The Organization for Economic Cooperation and Development (OECD) forecasts that the economies of the EU, the US, India and China will grow at 1.6%, 2.4%, 7.3% and 8.2% respectively this year, much lower than the pre-crisis level. Other studies by the International Monetary Fund and the World Bank also indicate the same pattern. This relatively low growth in the world’s major economies means that consumers are the root of the commodity price decline.
Unfortunately, the EU faces structural and domestic political issues in handling its crisis properly. It may take years for it to recover, potentially disturbing the recovery process in the US and possibly lowering GDP growth in India and China.
Over the past year, the price index of Indonesia’s major commodities – coal, natural gas, palm oil, copper, coffee and cocoa – have decreased significantly. Only gold and tea have moved in a different direction. If the forecasts for the EU and the US economies materialize, commodity prices will not bounce back in the near future.

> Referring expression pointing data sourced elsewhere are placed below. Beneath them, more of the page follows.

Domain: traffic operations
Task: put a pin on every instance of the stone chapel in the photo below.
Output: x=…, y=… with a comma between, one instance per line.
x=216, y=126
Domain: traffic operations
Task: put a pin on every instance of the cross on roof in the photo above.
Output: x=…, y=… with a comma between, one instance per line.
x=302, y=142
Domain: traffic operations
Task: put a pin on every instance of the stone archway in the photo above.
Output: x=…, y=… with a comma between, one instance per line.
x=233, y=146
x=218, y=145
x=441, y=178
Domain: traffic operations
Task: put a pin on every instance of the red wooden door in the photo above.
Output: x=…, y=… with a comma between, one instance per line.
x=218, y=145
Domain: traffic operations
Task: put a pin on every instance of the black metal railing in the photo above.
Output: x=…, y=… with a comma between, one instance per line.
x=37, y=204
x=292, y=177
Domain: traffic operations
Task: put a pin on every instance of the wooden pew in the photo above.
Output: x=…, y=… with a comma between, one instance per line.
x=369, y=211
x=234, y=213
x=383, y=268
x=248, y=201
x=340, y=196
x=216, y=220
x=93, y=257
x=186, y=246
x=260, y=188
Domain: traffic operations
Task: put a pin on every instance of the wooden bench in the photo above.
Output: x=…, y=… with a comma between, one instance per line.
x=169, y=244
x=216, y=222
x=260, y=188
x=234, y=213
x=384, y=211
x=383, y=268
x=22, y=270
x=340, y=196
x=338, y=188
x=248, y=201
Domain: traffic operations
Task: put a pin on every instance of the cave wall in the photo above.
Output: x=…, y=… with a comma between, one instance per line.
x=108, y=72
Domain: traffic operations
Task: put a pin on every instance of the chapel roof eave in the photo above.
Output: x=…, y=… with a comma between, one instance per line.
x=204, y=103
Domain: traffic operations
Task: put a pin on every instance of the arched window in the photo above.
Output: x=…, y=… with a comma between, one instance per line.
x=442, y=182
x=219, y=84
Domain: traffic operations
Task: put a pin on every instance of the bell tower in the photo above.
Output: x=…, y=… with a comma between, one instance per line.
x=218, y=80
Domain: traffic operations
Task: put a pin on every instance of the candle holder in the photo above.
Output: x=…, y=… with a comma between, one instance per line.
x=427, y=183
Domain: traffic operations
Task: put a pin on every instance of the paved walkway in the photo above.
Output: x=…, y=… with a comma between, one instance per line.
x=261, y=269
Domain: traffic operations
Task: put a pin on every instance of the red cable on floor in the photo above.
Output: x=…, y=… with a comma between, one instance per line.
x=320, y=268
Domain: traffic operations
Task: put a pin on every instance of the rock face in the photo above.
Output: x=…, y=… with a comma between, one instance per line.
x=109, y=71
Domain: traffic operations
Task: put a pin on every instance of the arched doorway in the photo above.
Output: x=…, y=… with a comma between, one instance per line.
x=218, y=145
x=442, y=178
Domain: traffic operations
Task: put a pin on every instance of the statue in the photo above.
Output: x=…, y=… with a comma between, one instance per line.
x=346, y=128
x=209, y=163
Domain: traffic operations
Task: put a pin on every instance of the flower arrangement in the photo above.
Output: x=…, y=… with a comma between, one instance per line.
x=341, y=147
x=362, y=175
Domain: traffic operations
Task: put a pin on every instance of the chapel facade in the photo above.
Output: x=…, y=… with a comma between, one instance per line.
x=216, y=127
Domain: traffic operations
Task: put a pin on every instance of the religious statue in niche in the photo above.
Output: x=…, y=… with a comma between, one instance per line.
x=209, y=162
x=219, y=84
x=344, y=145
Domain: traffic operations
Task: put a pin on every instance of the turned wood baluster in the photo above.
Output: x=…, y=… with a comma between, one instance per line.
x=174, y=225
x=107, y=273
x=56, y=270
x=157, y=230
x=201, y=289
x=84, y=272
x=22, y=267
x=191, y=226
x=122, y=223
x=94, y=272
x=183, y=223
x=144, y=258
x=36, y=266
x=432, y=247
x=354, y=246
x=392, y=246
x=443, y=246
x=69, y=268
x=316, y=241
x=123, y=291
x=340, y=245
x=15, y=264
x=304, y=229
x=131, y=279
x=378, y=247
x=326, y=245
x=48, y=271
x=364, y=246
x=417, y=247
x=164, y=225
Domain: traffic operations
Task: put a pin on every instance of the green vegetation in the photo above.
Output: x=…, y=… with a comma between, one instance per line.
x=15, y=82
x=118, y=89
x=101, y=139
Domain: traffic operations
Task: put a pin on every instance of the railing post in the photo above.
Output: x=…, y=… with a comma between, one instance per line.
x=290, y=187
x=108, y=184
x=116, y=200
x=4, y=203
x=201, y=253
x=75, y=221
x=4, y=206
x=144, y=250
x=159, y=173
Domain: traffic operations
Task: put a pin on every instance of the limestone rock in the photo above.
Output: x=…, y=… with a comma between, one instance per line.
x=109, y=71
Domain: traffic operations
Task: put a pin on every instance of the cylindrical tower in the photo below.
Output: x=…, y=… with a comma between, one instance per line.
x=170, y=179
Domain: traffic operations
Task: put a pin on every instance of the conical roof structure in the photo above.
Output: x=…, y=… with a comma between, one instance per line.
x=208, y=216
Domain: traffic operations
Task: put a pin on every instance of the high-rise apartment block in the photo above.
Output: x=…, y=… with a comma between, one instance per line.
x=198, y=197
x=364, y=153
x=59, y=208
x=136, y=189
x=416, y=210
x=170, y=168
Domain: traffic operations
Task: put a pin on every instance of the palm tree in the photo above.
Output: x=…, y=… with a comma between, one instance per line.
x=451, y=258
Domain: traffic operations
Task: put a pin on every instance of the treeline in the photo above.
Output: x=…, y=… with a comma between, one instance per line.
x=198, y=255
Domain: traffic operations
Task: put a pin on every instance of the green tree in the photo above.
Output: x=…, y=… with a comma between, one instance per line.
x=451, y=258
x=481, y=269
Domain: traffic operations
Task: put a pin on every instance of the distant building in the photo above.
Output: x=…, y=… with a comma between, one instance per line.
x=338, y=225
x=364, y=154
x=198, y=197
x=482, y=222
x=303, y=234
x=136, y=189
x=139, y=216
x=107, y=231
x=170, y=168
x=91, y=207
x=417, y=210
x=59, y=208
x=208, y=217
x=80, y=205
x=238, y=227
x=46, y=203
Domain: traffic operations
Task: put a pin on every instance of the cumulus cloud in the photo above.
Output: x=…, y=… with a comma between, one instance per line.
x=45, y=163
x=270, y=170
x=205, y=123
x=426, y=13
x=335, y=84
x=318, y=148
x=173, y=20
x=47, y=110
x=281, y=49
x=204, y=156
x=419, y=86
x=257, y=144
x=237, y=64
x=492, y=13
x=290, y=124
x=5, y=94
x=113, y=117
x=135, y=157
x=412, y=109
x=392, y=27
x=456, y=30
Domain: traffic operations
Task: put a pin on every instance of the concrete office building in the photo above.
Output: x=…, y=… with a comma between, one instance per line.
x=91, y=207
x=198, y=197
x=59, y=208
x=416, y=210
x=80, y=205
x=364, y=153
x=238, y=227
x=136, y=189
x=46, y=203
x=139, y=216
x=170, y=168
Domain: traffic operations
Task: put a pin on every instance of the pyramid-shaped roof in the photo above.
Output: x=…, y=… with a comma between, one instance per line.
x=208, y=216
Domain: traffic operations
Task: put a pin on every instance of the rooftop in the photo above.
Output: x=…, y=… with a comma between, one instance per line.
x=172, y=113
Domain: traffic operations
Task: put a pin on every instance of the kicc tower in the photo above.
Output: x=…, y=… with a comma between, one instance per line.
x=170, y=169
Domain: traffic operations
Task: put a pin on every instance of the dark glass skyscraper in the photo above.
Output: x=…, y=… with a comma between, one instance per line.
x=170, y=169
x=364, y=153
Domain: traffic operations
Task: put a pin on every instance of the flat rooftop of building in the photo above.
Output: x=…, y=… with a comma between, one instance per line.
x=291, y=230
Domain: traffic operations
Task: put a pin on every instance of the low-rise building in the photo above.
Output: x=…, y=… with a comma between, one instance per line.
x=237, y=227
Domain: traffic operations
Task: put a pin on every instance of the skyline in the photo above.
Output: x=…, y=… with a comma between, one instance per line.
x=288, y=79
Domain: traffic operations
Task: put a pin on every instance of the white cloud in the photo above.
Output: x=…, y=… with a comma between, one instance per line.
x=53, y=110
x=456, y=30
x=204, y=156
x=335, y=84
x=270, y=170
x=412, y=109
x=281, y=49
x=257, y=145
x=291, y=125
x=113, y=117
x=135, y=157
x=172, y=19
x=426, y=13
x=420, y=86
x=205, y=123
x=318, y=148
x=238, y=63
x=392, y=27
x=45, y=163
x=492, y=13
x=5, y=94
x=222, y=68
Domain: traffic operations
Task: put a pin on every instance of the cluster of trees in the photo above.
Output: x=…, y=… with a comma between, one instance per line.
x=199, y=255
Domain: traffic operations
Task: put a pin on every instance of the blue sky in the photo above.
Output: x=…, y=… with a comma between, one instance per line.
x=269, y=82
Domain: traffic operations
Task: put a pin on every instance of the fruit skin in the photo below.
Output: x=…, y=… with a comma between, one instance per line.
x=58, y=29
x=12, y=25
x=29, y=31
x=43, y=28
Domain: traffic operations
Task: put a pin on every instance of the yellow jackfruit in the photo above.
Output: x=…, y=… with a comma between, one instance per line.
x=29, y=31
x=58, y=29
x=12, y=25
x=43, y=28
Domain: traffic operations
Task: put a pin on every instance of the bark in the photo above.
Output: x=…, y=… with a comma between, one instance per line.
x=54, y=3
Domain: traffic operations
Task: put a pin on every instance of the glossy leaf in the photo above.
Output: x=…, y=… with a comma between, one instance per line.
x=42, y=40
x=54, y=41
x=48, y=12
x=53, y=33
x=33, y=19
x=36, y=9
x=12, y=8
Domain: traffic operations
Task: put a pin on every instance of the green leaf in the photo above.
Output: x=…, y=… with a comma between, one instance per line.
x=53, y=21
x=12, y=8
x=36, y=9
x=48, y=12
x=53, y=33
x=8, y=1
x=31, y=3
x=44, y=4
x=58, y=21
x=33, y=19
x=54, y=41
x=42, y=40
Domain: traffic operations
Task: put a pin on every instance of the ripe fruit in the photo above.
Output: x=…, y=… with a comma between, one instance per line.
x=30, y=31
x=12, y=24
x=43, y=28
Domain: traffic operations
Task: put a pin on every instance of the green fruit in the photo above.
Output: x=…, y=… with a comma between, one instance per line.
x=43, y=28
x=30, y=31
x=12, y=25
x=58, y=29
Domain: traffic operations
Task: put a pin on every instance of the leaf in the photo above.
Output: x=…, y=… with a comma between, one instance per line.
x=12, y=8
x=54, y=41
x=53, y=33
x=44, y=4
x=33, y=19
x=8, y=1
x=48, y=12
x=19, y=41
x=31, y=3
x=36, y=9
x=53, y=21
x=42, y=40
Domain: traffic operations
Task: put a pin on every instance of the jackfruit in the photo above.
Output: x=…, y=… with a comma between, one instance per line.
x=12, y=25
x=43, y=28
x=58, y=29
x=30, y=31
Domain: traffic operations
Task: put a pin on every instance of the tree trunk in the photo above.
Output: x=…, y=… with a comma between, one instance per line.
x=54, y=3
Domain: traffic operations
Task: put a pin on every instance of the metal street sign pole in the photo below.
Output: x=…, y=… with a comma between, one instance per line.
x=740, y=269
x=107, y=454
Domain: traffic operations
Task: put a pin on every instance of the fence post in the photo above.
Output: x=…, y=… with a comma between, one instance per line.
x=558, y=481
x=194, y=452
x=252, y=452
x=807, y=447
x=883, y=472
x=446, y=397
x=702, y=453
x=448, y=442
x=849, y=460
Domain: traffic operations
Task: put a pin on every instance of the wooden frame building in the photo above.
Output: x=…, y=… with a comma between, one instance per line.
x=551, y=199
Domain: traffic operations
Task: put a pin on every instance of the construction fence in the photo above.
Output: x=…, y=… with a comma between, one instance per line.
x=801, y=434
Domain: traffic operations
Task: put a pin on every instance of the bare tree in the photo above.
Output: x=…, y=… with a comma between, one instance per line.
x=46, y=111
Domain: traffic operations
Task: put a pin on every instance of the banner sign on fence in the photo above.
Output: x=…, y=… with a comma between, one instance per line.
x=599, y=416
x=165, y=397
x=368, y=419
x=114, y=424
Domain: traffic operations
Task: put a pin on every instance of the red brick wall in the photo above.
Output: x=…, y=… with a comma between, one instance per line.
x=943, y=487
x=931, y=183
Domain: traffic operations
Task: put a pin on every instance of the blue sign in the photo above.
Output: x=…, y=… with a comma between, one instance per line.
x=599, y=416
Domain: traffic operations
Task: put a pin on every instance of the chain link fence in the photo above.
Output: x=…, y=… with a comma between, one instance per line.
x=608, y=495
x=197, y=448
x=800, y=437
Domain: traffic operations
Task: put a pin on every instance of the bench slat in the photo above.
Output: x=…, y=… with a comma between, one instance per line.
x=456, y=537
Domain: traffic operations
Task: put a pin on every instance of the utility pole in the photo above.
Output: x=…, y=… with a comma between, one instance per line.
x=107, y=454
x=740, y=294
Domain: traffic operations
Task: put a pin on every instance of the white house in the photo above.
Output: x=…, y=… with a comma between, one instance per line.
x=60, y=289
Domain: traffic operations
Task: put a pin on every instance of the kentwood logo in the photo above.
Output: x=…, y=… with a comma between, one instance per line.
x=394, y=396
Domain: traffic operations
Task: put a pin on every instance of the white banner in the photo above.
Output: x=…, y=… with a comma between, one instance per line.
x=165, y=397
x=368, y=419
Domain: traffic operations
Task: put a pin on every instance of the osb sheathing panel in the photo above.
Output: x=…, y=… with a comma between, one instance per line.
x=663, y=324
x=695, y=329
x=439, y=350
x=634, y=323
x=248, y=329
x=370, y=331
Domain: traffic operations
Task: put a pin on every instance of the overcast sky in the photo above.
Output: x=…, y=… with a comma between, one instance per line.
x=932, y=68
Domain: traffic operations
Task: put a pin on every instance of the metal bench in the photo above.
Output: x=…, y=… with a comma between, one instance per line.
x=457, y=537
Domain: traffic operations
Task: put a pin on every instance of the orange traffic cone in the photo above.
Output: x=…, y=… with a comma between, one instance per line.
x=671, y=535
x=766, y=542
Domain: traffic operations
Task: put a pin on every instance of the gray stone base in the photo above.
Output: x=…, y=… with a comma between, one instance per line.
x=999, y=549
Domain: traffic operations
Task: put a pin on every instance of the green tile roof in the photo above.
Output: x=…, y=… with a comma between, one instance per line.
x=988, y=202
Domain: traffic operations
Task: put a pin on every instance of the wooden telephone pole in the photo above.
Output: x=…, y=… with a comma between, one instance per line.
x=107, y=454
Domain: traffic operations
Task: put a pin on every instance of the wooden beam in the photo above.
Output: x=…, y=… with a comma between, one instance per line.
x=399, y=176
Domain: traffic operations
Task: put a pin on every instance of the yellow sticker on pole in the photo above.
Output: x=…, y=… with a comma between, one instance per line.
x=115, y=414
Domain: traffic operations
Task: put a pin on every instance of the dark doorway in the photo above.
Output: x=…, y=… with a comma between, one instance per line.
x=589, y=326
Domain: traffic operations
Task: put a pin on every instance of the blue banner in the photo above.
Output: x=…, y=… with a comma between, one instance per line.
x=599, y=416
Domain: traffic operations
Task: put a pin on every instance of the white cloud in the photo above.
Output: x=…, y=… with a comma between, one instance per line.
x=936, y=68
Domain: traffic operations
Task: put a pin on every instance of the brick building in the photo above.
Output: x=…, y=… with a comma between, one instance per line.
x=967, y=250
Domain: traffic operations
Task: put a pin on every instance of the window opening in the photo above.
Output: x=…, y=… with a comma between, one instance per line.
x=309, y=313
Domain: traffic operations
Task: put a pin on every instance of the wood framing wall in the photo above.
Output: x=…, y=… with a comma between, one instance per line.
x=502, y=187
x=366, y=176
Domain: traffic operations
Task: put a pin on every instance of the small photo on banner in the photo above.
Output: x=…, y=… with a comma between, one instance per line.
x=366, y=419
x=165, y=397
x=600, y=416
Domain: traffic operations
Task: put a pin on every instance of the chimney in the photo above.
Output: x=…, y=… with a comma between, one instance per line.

Meanwhile in Indonesia lower exports are not accompanied by lower imports. The growing number of Indonesia’s middle-income class is one of the key factors behind the stable or increasing imports, especially for products like gadgets, computers, electronics, home appliances and vehicles. From the purchasing power perspective, this is a good development since those who purchase imported products will also purchase various domestically produced goods. However, from the international trade point of view, it is a challenge.
What Indonesia can do
Commodity prices from 1960–2011 indicate two trends. First, commodity prices tend to be more volatile. Second, the correlation among commodity prices tends to be higher. Prices move in tandem, with the oil price taking the lead. In the past, a decrease in the price of some commodities can be offset by the increase in the price of others.
In the current economic setting, producing various commodities is not a good portfolio. In short, economies that rely too much on commodities will tend to be volatile. They will move up and down in line with global commodity prices.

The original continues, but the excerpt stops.